EnvisionTEC is a privately held global company that develops, manufactures and sells more than 40 configurations of desktop and production 3D printers based on seven several distinct process technologies that build objects from digital design files. Founded in 2002, the company now has a corporate headquarters for North America, located in Dearborn, Mich., and International headquarters in Gladbeck, Germany. It also has a production facility in the Greater Los Angeles area, as well as additional facilities in Montreal, for materials research, in Kiev, Ukraine, for software development, and in Woburn, Mass, for robotic 3D printing research and development. Today, the company's 3D Printers are used for mass customized production and to manufacture finished goods, investment casting patterns, tooling, prototypes and more. EnvisionTEC serves a variety of medical, professional and industrial customers. EnvisionTEC has developed large customer niches in the jewelry, dental, hearing aid, medical device, biofabrication and animation industries. EnvisionTEC is one of the few 3D printer companies globally whose products are being used for real production of final end-use parts.

Technology 

Since it filed its first patent in 1999, EnvisionTEC has developed and brought to market several new additive manufacturing technologies used for 3D printing.

Three of those technologies are based on harnessing light as a tool to cure liquid resin into a three-dimensional object based on a digital design files.

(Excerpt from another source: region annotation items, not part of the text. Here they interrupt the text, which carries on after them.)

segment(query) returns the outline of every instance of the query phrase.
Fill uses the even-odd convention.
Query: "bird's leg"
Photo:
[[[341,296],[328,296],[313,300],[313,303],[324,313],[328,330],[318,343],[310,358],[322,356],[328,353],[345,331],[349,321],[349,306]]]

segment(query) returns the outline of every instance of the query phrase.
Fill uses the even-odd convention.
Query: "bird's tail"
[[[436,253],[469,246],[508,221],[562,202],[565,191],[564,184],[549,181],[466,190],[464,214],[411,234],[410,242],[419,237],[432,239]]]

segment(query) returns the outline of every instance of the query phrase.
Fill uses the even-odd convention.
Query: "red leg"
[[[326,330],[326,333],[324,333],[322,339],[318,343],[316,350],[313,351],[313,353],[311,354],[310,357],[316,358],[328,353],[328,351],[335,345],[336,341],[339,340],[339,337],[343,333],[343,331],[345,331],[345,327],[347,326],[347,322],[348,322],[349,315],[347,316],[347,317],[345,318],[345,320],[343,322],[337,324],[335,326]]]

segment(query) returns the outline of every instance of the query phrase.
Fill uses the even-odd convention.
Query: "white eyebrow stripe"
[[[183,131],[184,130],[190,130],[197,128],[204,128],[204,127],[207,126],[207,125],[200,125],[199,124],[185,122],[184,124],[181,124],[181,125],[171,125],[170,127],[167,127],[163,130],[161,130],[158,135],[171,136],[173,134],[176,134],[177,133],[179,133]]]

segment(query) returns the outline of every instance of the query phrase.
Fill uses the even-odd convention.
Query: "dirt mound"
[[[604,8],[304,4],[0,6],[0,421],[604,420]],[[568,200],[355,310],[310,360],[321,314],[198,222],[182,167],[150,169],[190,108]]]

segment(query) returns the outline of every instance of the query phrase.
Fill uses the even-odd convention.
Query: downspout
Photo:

 In 2002, EnvisionTEC started producing Perfactory printers using Texas Instruments DLP projectors. In this process, a vat of liquid photopolymer or resin is cured by projecting images from a digital light source to solidify the photopolymer voxel by voxel, resulting in a solid object. This DLP 3D printing process allows for extremely high resolution, excellent surface finish, and intricate details, making it a popular technology among makers of products requiring high resolution, excellent surface finish and intricate details.
 Because the resolution delivered by DLP technologies begins to taper off as the size of the final object grows, or the light source moves away from the part being built, EnvisionTEC later developed Scan, Spin and Selectively Photocure (3SP) technology, which launched in 2013 to 3D print larger objects while maintaining quality. With 3SP, a multi-cavity laser diode with an orthogonal mirror spinning at 20,000 rpm reflects the beam through a spinning drum, where the light passes through a series of optical elements, focusing the light onto the surface of the photopolymer across the Y direction. An Imaging Light Source (ILS) contains a multi-cavity laser diode, its driver, and all optics. The ILS travels in the X direction at 1-2 inches per second, depending on the material being cured, while the laser light scans the Y direction and selectively photo-cures liquid resin based on the data path.
 In June 2016, EnvisionTEC unveiled another patented breakthrough—Continuous Digital Light Manufacturing (cDLM) technology—with the launch of the Micro Plus cDLM at the JCK Las Vegas tradeshow. EnvisionTEC first filed for a patent on its Continuous Digital Light Manufacturing technology in 2006, and a patent was issued in 2011. The CLDM technology allows continuous movement of the build platform in the Z axis, which allows for faster build speeds and isotropic properties in the Z axis that allow 3D printed parts to compete more directly with injection molded parts. Together, the fast build times and isotropic nature of the builds also opens the door for new dual-cure materials that were previously not possible with standard DLP printing. By the end of 2017, EnvisionTEC's family of cDLM printers had grown to include the Micro cDLM, the Vida HD cDLM and the Vida cDLM, with each printer offering unique features for jewelry, dental and manufacturing customers.  
EnvisionTEC has also been developing and expanding its process technology beyond DLP and light-based curing technologies, too.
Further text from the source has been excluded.